Demand in big metro cities, like Delhi, Mumbai, Bangalore and Kolkata is showing an upward movement, while that in towns like Amritsar, Lucknow, Meerut, Jaipur, Chennai, Pune, Nasik, Nagpur, Trivandrum, et al – especially in tier II and tier III cities it is yet to improve. Says Princeson Jose, Chairman and MD, Prince Jewellery, Chennai, “Demand for bridal jewellery is barely there. Walk-ins are few and of those perhaps only 30 per cent are for bridal jewellery.” According to  Subhas Kamath, Abharan Jewellers, Udupi, purchase of bridal jewellery has been hampered by hike in gold price and the lockdown. “People have become wary of their spending habits. Budgets for bridal jewellery are greatly reduced,” Kamath informs. While Jose feels that despite the fact that size of wedding functions has reduced, people do not want to spend all their money on bridal jewellery. They want to save for their future. “Frugality has surely set in. Lavish weddings are a thing of the past,” Jose informs. While Anil Sankhwal of J H Jewellers, Delhi, says, “There is a slight increase in demand for gold coins, instead of splurging on bridal jewellery, father of the bride is seen to be gifting gold coins as an investment to his daughter. People have faith in gold that is why they are buying gold coins, which they can sell later, when the price rises further and when they need the cash.”

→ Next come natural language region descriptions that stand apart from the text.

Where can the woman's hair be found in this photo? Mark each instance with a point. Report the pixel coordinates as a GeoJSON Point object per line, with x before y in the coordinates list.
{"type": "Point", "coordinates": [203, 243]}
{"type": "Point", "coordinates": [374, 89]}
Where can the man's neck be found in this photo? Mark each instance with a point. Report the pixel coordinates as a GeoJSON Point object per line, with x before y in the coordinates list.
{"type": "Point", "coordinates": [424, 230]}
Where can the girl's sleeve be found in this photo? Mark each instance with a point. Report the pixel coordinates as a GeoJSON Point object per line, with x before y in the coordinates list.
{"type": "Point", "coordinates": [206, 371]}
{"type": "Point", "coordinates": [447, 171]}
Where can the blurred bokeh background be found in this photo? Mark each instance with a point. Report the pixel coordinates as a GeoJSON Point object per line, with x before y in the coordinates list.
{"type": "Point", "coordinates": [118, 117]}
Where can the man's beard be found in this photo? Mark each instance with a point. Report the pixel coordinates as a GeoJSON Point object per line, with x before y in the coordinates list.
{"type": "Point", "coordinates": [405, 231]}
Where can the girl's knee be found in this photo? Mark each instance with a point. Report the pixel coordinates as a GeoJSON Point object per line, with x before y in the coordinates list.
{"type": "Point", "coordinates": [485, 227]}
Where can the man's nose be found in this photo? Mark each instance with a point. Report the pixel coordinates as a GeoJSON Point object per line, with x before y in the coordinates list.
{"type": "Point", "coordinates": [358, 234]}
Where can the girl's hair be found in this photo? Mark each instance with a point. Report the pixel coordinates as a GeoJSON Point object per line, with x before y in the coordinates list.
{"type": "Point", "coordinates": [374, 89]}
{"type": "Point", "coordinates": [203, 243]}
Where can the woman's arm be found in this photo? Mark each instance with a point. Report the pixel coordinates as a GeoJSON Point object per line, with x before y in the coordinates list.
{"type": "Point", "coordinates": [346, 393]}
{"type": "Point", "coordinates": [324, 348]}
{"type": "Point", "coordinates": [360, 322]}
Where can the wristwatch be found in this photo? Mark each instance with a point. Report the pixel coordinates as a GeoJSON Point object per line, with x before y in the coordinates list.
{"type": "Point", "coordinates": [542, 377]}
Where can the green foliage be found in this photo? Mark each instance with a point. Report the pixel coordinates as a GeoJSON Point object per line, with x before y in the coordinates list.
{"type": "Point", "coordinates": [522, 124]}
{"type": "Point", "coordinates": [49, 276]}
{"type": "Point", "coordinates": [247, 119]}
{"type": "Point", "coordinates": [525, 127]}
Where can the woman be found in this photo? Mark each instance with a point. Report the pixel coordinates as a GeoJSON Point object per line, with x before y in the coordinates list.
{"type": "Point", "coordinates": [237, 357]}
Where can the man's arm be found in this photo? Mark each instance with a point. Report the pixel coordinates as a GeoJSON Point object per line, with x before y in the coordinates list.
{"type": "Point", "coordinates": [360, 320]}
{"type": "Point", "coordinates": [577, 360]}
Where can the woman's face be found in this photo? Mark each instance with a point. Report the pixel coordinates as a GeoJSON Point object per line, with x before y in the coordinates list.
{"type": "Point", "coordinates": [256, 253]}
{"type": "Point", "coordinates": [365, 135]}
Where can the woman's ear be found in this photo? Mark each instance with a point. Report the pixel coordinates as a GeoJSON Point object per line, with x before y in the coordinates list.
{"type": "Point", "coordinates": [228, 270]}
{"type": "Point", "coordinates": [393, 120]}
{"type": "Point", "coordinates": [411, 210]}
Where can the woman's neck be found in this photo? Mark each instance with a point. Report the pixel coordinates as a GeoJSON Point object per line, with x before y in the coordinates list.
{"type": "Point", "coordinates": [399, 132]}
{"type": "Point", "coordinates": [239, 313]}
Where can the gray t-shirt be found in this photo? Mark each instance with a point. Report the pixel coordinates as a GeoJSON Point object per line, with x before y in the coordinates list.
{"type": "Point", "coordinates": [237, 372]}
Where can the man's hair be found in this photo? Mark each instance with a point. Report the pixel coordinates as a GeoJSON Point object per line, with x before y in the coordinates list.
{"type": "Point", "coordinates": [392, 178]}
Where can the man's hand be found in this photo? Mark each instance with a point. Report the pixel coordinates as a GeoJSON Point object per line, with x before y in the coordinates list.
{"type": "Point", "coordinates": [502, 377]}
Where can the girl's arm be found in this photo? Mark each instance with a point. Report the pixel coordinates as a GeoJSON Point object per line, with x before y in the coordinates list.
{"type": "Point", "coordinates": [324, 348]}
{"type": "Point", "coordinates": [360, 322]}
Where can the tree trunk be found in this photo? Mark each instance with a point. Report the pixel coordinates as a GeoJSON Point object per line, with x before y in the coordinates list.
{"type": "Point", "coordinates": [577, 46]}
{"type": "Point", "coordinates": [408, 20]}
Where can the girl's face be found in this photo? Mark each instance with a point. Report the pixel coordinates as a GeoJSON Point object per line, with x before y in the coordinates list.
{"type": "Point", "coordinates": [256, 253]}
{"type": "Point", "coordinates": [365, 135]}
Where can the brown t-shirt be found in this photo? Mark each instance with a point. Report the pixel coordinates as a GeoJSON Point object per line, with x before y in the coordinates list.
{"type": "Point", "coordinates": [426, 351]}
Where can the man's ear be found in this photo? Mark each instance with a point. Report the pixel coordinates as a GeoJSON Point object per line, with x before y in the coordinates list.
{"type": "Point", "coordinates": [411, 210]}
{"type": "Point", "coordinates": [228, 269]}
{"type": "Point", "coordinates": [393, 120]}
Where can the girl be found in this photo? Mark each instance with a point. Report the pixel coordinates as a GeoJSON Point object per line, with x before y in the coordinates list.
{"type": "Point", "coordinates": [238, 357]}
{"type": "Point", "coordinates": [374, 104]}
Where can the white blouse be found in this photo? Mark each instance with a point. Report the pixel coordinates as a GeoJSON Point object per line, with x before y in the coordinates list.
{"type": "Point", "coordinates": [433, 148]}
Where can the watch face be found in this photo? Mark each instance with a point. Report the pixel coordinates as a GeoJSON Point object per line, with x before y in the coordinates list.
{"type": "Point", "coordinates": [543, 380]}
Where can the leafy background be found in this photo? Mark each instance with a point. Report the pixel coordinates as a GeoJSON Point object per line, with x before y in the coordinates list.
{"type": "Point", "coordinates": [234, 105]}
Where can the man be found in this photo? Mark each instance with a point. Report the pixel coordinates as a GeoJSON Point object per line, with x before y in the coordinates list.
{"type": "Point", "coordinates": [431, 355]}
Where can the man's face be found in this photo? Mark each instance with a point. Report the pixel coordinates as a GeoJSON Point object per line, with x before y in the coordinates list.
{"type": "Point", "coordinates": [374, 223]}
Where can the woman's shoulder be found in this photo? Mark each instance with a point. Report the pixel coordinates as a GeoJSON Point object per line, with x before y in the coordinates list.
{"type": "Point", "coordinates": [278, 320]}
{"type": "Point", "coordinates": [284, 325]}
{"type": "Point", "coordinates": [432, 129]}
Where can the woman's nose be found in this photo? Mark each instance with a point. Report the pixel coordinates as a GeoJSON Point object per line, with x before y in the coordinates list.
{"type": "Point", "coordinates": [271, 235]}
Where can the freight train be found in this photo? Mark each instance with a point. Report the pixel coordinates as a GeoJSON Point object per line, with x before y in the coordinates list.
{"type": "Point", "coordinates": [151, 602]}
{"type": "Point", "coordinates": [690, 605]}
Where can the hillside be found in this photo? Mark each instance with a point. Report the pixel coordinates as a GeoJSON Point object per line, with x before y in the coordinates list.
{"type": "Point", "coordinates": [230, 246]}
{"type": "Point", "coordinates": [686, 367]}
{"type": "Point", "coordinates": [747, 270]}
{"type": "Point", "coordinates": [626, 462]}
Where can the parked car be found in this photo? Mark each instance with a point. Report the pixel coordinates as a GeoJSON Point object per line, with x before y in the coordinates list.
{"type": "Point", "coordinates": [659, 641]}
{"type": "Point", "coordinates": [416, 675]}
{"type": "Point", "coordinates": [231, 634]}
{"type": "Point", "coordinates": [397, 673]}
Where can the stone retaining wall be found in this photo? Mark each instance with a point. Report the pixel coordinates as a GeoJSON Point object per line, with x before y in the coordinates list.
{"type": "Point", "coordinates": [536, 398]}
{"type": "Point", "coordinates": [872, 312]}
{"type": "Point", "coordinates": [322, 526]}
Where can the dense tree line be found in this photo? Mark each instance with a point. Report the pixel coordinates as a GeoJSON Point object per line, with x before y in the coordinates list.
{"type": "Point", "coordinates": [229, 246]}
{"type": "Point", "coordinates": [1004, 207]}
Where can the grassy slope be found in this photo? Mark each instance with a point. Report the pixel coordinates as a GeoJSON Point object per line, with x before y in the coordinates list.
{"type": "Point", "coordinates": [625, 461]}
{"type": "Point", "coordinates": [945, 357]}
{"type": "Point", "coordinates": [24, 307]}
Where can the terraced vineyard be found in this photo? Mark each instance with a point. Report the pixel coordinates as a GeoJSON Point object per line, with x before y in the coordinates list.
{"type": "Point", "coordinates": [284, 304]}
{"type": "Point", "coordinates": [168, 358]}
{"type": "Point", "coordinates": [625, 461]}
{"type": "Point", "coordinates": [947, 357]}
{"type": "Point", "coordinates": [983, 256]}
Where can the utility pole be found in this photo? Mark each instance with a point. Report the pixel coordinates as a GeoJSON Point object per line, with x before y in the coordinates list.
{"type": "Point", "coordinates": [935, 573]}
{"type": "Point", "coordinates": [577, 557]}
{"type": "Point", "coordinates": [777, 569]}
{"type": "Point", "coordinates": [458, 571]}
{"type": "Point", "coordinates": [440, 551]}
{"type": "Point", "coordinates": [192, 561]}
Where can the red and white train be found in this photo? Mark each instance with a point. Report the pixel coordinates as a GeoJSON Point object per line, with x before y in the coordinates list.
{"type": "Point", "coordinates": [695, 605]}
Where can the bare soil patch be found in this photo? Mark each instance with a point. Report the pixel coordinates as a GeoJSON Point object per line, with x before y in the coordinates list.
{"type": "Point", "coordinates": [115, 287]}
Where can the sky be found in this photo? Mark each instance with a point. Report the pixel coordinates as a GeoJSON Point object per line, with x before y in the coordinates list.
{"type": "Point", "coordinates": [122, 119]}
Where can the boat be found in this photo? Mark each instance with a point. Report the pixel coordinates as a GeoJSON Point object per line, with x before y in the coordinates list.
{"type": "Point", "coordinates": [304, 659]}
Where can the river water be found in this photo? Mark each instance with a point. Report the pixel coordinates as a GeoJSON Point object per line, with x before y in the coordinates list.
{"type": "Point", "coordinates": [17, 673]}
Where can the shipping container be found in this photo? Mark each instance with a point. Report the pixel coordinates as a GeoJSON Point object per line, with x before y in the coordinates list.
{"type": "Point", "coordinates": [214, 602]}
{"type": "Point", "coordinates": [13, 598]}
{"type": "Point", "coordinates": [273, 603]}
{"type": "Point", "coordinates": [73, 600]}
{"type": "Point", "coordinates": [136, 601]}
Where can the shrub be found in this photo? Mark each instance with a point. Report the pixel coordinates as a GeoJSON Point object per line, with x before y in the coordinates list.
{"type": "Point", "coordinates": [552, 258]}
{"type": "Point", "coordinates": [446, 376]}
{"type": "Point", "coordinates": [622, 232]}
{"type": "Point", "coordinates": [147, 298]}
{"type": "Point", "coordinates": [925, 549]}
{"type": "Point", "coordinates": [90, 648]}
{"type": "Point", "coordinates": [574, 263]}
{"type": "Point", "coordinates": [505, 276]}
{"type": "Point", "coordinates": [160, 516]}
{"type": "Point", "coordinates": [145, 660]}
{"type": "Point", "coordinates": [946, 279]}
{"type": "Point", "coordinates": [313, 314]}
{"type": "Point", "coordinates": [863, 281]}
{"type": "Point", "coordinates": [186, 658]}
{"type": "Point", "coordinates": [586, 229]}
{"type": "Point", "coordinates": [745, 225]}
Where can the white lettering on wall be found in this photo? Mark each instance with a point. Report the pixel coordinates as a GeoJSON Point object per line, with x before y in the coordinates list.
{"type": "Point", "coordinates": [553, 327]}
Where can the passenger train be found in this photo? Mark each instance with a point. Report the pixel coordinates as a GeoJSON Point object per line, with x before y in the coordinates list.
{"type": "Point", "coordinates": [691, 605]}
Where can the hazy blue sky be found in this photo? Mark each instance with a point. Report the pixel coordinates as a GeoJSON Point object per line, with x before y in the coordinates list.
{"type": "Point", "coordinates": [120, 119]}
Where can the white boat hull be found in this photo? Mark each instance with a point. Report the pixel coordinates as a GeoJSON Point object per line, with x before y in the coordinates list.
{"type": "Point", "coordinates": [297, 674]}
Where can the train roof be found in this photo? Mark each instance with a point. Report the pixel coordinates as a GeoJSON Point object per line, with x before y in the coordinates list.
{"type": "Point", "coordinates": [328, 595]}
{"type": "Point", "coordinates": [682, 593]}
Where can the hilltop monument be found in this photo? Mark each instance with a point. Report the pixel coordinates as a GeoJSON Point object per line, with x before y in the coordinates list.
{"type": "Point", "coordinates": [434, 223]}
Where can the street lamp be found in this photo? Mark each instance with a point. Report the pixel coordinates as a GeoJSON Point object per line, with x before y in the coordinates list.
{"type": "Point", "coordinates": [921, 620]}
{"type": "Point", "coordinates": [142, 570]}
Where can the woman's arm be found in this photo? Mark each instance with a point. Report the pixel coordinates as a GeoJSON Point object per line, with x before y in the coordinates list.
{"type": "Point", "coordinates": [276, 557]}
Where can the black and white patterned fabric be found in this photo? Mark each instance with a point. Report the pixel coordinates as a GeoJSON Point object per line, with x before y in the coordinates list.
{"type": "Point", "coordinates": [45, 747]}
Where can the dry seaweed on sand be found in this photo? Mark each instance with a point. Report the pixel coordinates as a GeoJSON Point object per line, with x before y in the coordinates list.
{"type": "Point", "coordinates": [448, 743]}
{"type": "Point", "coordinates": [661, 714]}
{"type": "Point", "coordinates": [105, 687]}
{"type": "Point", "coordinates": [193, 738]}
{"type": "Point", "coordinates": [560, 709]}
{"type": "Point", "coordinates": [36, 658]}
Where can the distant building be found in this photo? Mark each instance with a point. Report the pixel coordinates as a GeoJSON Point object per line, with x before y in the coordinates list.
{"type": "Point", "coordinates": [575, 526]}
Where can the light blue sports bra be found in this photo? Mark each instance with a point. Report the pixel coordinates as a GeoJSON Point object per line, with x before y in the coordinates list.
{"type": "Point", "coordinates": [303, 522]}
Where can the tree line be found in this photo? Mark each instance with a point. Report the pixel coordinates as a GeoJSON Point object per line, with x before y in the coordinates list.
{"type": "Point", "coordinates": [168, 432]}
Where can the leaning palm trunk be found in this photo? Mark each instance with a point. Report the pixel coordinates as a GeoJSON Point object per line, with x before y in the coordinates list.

Hitesh Adeshra of Jamshedpur-based Keshavji Chhaganlal Jewellers, sums up, “This situation will change by next year. Covid19 has indeed affected spending habits. The masses are in a state of concern. This gloom will pass – we need to give it some time. Everyone is sailing in the same boat -- rich or poor, employed or unemployed therefore despite the fact that some people have money – they aren’t spending it too lavishly.”

Verdict:  Yes – families are more cautious while buying jewellery with a restricted budget. Light weight and small ticket items are a mainstay, while heavy sets are witnessing a low demand.